Judge denies stay of execution despite questions on constitutionality of Oklahoma's lethal injection drugs
Another death row inmate challenging his execution was denied a postponement in federal court today.
Judge Stephen P. Friot declined to grant a stay of execution to Bigler Stouffer.
Stouffer’s attorney Greg Laird said Stouffer should be allowed to be part of a federal lawsuit challenging the constitutionality of Oklahoma’s lethal injection drugs.
“I felt like the court would see that Mr. Stouffer is being treated differently than everyone else on death row,” said Laird. “They were all given an opportunity to be part of the lawsuit that’s going to trial in February on the issue regarding the execution protocol that’s currently in place.”
Stouffer was barred from the federal lawsuit in 2014 at the state’s request.
Stouffer filed his own lawsuit but Friot said Stouffer was unlikely to succeed in proving Oklahoma’s death drugs are unconstitutional despite the recent execution of John Grant. Grant writhed and vomited on the gurney at Oklahoma State Penitentiary before being pronounced dead.
Descriptions of Grant's execution swayed the majority of the Oklahoma Pardon and Parole board to suggest clemency for Stouffer. All members on the board said they thought Stouffer was guilty of the 1985 shooting death of Linda Reaves.

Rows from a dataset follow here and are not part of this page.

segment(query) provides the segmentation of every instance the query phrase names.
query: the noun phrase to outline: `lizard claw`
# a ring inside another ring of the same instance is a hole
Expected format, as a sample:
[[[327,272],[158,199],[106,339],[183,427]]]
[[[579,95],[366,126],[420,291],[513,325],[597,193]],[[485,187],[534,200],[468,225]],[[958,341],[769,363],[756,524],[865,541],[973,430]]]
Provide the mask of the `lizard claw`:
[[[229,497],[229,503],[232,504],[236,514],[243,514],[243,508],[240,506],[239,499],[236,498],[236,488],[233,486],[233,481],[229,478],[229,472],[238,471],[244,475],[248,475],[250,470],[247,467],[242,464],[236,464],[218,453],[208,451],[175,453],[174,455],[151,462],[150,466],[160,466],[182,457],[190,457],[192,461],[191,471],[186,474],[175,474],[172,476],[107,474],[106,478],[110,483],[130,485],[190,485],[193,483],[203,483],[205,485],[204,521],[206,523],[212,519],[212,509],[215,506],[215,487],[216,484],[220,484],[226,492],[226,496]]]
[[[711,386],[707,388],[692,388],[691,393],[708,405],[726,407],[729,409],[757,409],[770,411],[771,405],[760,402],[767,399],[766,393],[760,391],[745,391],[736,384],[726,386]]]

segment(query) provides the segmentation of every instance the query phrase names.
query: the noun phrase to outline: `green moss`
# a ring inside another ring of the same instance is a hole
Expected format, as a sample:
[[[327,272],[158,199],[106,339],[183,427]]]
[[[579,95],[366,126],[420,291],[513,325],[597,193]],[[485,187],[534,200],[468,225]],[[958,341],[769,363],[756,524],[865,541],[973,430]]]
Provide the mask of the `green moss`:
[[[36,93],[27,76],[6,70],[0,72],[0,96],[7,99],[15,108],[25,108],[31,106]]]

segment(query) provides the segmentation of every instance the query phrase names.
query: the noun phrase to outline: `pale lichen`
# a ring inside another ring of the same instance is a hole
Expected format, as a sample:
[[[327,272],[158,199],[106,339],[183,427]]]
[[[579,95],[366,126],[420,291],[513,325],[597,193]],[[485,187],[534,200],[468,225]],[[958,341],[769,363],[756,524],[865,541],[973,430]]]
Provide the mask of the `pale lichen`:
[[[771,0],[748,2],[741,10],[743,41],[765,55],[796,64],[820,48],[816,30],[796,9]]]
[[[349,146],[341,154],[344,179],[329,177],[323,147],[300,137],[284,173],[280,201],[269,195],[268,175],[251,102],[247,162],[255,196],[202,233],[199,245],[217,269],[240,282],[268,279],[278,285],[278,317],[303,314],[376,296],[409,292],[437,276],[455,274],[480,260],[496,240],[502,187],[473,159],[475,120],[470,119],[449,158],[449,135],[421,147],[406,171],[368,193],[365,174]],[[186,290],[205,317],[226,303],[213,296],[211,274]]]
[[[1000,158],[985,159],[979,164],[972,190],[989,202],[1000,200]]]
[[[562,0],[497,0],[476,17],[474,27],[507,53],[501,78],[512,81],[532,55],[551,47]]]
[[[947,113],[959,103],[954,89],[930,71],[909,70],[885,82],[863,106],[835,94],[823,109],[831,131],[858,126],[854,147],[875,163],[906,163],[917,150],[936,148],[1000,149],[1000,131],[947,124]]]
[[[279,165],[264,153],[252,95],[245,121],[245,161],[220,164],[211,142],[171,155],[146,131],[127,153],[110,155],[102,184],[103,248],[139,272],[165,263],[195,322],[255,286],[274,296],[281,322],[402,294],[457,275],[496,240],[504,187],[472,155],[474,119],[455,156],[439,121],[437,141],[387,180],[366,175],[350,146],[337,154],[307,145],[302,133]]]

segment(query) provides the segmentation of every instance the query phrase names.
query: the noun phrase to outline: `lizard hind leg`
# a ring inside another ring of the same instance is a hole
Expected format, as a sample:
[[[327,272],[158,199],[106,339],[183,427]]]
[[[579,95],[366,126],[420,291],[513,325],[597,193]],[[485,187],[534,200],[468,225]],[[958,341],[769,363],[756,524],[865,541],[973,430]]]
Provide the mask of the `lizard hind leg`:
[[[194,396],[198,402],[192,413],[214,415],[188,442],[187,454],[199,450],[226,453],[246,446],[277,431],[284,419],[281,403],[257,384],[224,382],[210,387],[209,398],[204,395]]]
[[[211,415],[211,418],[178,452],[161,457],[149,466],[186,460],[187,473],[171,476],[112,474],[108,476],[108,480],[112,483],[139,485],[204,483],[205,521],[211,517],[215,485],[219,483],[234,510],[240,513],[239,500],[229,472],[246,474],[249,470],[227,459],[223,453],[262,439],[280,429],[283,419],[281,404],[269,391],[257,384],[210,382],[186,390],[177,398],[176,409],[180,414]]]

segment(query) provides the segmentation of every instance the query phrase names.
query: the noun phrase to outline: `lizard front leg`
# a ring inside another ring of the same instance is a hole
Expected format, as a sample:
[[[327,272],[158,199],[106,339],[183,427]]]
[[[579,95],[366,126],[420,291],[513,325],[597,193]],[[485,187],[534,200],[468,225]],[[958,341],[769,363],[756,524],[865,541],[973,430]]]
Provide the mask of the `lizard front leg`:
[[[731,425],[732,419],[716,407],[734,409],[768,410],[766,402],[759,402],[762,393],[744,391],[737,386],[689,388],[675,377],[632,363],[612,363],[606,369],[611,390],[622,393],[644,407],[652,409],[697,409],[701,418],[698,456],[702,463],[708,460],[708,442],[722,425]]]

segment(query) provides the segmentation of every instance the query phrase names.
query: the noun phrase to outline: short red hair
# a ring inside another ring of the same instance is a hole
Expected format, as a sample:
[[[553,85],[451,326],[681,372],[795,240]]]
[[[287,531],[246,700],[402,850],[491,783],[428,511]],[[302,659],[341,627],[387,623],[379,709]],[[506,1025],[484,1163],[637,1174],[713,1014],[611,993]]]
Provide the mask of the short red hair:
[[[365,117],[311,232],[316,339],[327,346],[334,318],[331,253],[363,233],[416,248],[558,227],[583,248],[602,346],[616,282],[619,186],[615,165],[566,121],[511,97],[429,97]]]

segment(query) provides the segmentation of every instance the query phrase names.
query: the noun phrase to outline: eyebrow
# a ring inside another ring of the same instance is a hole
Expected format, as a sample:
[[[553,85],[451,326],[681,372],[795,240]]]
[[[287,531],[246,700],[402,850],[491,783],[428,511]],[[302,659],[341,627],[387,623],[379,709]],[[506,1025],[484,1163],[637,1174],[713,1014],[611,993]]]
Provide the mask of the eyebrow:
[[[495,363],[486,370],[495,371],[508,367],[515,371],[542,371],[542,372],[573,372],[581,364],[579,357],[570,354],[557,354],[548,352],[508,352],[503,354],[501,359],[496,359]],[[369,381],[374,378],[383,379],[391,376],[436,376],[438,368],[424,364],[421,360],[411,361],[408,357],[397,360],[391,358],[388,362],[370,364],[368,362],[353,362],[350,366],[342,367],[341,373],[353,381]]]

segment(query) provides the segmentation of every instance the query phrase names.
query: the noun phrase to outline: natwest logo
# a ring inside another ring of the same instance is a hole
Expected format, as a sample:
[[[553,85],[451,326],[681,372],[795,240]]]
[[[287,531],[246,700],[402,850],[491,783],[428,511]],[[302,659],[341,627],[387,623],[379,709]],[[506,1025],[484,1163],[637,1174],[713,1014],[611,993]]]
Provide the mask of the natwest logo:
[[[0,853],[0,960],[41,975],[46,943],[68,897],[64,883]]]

Laird says he’ll appeal to the 10th Circuit Court of Appeals, but the case will likely go to the Supreme Court of the United States.
According to the Death Penalty Information Center, SCOTUS has recently only granted stays of executions for religious reasons. It has overturned at least 22 stays and federal injunctions against executions since the end of Donald Trump’s presidency.
Stouffer is scheduled to be killed Dec. 9.